The company Allcorrect Games provides video game localization, localization testing, voiceovers, game art, and playable ads.

Allcorrect Group works with major international game publishers and developers. The company has participated in the localization of over 968 games, as well as the testing of over 100 games. Allcorrect Group works in more than 23 language pairs, partners with 6 voice studios, and employs highly competent native speakers to test games on the iOS, Android, and PC platforms.

The company uses players' reviews from different sources (Google Play, AppStore, etc.) to find games with high localization demand. This information is used to generate business offers from the company to game developers.

During reviews' analysis each of them is manually classified into several different categories. For instance, a review contains localization request or a user complains about translation mistakes, etc. Manual labeling of reviews is tedious and expensive process.

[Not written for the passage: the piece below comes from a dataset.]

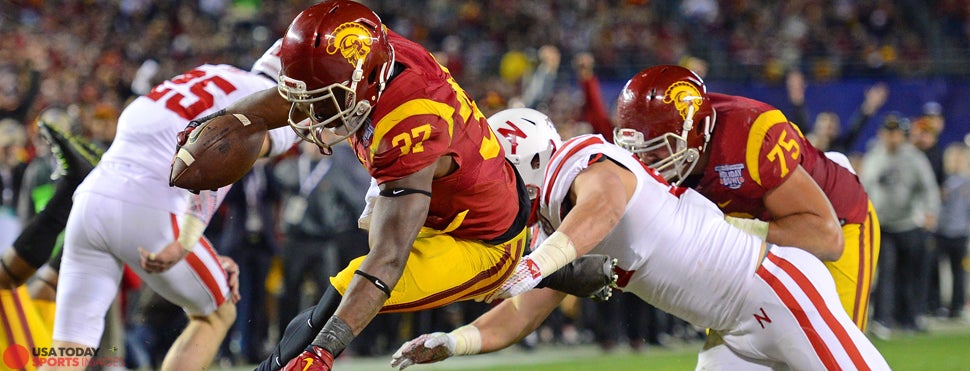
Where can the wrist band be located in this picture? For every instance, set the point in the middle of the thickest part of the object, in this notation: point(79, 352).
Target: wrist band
point(398, 192)
point(376, 281)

Main assumption of this project is that labeling could be done automatically by machine learning algorithms.

Task

Build an algorithm for classification of user reviews into one of the four categories. The quality of the algorithm should be evaluated using hold-out subset or cross-validation technique.

Data Description

The dataset has a record of 58000 entries.

Each entry has:

  • id : Unique ID for record entry
  • mark : Corresponding label/tag category for text review entry
  • review : Text review

The following are the unique mark category:

  • RL : localization request
  • L+ : good/positive localization
  • L- : bad/negative localization
  • YL : localization exists

Metrics

The following metrics will be used to evaluate the model based on the prediction for the four unique categories:

  • Accuracy score
  • Macro F1 score

Using a macro F1 score, a macro-average will calculate the F1 score independently for each category/class and then take the average (treating all classes equally).

Project Body

To start, we had to pre-process the text data. To normalize the text, we lower-cased, removed digits and other special characters, expand contractions, and lemmatized words to noun base. There was a huge class imbalance within the data in regards to certain labels.

A few feature vectors were created using Count vectors, various levels of TF-IDF vectors, and then combination of Count vectors and TF-IDF vectors.

These feature vectors were tested in the following models: Logistic Regression, Random Forest Classifier, SVM Linear SVC, and CatBoost Classifier.

Using Logistic Regression as our base model all feature vectors were tested. We also tested SMOTE, over sampling minority and under sampling majority with Logistic Regression. Overall, trying to fix the class imbalance did not improve accuracy or F1 macro scores.

All models tested with created feature vectors had fairly similar accuracy and F1 Macro scores to our base Logistic Regression model. Hyper parameterization could have made some of the models better but the computational cost was a bit expensive with no guarantee of better results. The predictive power of these models was heavily influenced by the majority class.

The final model tested was a BERT Embeddings with TensorFlow 2 (bert-for-tf2) model (Keras Deep Learning). This model outperformed all the other models in regards to having highest accuracy and F1 macro score.